И она ушла. Оставила все, что связывало ее с семьей и своим народом, со слезами на глазах простилась с ним и братом – оба хранили молчание, хоть и смотрели ей вслед.
Спустя четыре года она сообщила ему, что он стал – она использовала человеческое слово, не принятое в их среде, лишенной понятия «двуступенчатого» родства, – дедушкой. Короткая искра радости вспыхнула в его сердце, но он тут же затоптал ее: дочь предпочла своей семье людскую долю, и, хотя его детеныш принес детеныша, этот ребенок был человеком. Существом другого рода, другой природы.
«Кстати, об этом, – робко добавляла Джабел в конце письма. – Возможно, тебе интересно будет узнать, что у Лилиан разные глаза. Один голубой, другой карий. Местные врачи говорят, что есть небольшая надежда, что с возрастом ситуация может измениться, разница станет не такой заметной, но я-то понимаю, что это значит. Как и ты».
Да, он понимал. Смешение их крови с человеческой приводило к подавлению первой. Человеческая кровь была более жидкой, но более быстрой, более живой и молодой. Она поглощала наследие их народа, делая детей-полукровок совершенно обычными. Но изредка по неведомой причине их кровь не уступала человеческой, а начинала существовать как бы одновременно с ней, не перемешиваясь. И проявляясь внешне. И первым признаком были глаза разного цвета.
Тиор запретил себе привязываться к ребенку даже мысленно: она будет расти среди людей, ничего не зная ни о себе, ни о своей семье, ни об истинном устройстве мира. Таково желание ее матери.
Он долго думал над ответом и в итоге ограничился сухим, но вежливым пожеланием долгой счастливой жизни детенышу.
Джабел, получив ответ, заплакала и прижала письмо к груди – она была почти уверена, что отец не ответит. Слишком глубока была обида. Слишком чудовищно ее предательство.
То письмо, написанное фиолетовыми – цвета их семьи – чернилами на темном пергаменте и доставленное – конечно! – ночью, стало единственной ее связью с домом, со своим родом, со своей природой.
Она гадала, когда сняли со стены в Мараке ее портрет: в тот день, когда она объявила о своем решении или когда официально покинула поместье, оставив все, что связывало ее с семьей?
Джабел не знала, что Тиор так и не отдал этого приказа.
Шли годы. Лимар достаточно успешно вел Игру. Поступок Джабел подкосил их положение, но все же они не рухнули, их Дом все еще был силен, и на общих собраниях с Тиором здоровались с прежним почтением, не избегая его прямого взгляда.
А потом случилось это. Лимара вывели из Игры.
Когда Джабел уехала учиться, на четвертом этаже осыпалась штукатурка со стен. Когда она сообщила о своем уходе, во всем доме исчезли ковры и мягкая мебель. Когда умер Лимар, стены дома почернели.
Если Тиор не демонстрировал свою привязанность к детям, это не означало, что он ее не питал.
Он заперся в своем кабинете, потолки в котором стали еще выше, а краска на стенах – еще темнее, и думал. Следуя Правилам, Совет прислал ему официальное письмо с уведомлением, где, кем и когда был убит Лимар. Позже пришлет и ритуальное оружие, используемое в Игре, рикун – длинный ромбовидный кинжал. И это все, что останется у него от обоих детей.
Это все будет потом, позже.
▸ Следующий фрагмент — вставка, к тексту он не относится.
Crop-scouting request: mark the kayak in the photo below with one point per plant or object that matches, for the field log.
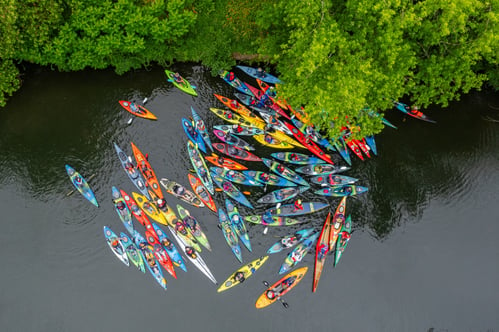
(242, 273)
(289, 209)
(309, 144)
(150, 259)
(192, 224)
(268, 178)
(137, 110)
(194, 257)
(179, 191)
(201, 192)
(236, 152)
(201, 128)
(281, 195)
(321, 169)
(232, 140)
(122, 209)
(81, 185)
(229, 234)
(284, 172)
(321, 250)
(231, 190)
(289, 241)
(337, 222)
(343, 239)
(239, 130)
(132, 172)
(281, 287)
(275, 220)
(332, 179)
(114, 242)
(146, 170)
(235, 176)
(160, 253)
(200, 166)
(297, 255)
(193, 135)
(133, 253)
(414, 112)
(237, 223)
(225, 162)
(296, 158)
(271, 141)
(182, 84)
(342, 190)
(235, 82)
(149, 208)
(169, 247)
Но что делать сейчас? От мыслей гудела голова, от предположений, где теперь окажется их Дом, с крыши начинала сыпаться черепица.
Дом Базаард остался без наследника. Конечно, он мог написать Джабел, и, возможно, – возможно! – она пришла бы, вернулась, поняв всю серьезность положения. Но делать этого Тиор не хотел. Он уважал выбор дочери, как бы болезнен для него самого тот ни был.
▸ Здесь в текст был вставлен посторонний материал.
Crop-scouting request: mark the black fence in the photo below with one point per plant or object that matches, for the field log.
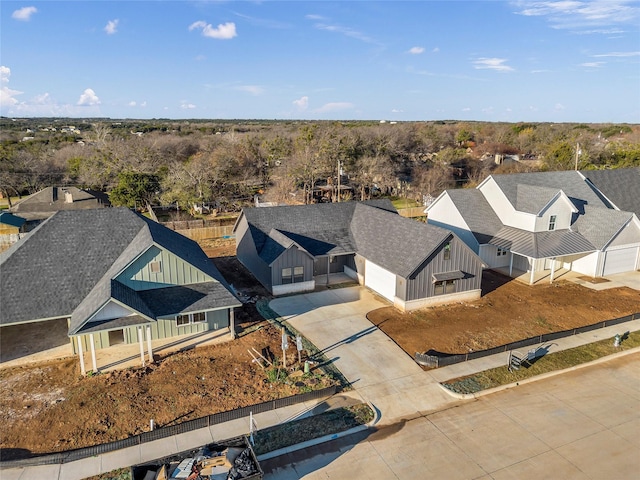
(159, 433)
(442, 360)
В самых формальных и скупых выражениях, перепроверяя каждое слово, чтобы в нем не слышалось просьбы, Тиор сообщил Джабел о смерти ее брата. Ответ пришел на следующий же день: дочь в слезах умоляла дать обещание, что никогда, ни при каких обстоятельствах Тиор не попросит ее отдать в Игру Лилиан.
Он обещал.
Больше она не писала.
И вот теперь Джабел не стало. Тиор не видел дочь пятнадцать лет, не видел ее детеныша – никогда.